I can’t help thinking of Wendy Mogel’s wonderful parenting book, “The Blessing of the Skinned Knee: Using Jewish Teachings to Raise Self-Reliant Children” (Scribner, $25), in which she advises that parents should take some cues from dog trainers. She writes:
These experts know how important it is to establish dominance over a dog when it first enters a family’s home…. If the dog could talk, the trainers certainly wouldn’t let them talk back. They have found that when dogs are allowed to be dominant over their owners, they become both timid and bossy. It’s the same with kids. A democratic system doesn’t work very well for dogs or children; it just makes them feel insecure.
The truth is that most parents I know do value manners, but probably not as much as their parents did, and certainly not as much as their grandparents. Long gone is the art of rising when an adult enters the room, and removing a hat when going indoors.
From my experience, the most powerful way to teach our children good manners is to model them ourselves. It might sound obvious, but ill-mannered adults most often raise ill-mannered children. And well-mannered parents most likely raise well-mannered children. But the catch, of course, is that like every aspect of parenting, the results are hardly uniform. There are those moments, and even worse, those long, drawn-out phases, when you barely recognize your own child.
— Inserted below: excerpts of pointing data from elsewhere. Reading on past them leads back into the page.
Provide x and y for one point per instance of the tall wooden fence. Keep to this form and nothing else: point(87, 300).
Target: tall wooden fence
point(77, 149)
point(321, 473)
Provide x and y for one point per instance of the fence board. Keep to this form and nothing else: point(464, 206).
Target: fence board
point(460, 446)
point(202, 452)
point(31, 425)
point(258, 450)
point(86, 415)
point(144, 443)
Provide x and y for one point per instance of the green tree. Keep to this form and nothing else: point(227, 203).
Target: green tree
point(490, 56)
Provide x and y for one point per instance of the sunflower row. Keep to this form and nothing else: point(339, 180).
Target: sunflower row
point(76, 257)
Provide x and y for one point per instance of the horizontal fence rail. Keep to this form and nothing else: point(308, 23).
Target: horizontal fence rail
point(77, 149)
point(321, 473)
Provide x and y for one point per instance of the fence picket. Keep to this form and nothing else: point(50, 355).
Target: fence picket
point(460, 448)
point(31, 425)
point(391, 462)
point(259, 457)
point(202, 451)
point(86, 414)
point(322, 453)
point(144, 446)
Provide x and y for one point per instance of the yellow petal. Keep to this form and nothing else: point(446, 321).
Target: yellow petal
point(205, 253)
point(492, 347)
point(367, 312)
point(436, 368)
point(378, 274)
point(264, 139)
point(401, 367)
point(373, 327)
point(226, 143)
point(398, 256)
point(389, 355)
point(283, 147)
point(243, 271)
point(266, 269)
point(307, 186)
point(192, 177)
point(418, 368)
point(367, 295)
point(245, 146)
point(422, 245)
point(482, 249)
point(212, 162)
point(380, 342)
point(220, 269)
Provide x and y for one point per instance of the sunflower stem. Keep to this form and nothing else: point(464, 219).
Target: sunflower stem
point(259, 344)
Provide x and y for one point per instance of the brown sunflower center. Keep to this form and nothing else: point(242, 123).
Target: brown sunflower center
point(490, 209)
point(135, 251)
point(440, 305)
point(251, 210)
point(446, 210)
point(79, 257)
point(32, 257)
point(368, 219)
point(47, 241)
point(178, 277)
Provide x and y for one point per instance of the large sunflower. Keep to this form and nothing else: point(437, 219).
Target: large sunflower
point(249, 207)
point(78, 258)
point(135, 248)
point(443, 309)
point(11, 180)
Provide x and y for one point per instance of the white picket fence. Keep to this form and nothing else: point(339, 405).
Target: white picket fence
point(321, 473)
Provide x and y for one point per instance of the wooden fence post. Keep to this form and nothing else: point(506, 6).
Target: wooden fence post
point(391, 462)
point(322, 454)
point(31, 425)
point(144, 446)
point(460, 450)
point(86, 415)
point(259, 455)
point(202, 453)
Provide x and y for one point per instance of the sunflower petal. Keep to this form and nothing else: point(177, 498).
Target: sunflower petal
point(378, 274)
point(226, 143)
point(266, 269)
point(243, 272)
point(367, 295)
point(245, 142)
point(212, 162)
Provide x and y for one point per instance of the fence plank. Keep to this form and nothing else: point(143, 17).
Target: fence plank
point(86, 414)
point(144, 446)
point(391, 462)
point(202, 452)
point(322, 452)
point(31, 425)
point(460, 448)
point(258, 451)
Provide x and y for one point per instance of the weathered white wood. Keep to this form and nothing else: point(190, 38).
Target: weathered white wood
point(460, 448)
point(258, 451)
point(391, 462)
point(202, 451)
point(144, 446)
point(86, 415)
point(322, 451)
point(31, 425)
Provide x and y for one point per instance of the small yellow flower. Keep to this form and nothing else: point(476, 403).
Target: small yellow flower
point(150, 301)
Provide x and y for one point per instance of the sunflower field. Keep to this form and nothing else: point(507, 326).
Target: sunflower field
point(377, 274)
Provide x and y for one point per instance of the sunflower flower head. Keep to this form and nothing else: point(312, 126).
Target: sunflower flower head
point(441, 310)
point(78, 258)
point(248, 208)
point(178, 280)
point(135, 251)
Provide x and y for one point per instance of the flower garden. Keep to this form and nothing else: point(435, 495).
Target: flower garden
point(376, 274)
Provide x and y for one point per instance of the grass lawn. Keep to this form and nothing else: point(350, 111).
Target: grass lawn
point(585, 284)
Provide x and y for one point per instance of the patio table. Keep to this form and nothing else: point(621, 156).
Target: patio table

When I recently took my children to visit my 88-year-old grandmother, in Scranton, Pa., I worried I might be in for a lecture on how my children need more discipline. But remarkably, they sat down and ate my grandmother’s silver dollar pancakes. They asked to be excused, and brought their plates to the sink. They said, “Hello, Mrs. Feibus,” and “Hello, Aunt Shug,” and said sincere “thank you’s” for the goodies they were given. They played Trouble and Zingo and War with very few tears, and only once did my grandmother call my son a crybaby.
It’s a shame the woman in the lobby didn’t see that side of my kids. But after being smacked in the head with the ball, I doubt she could see very much at all.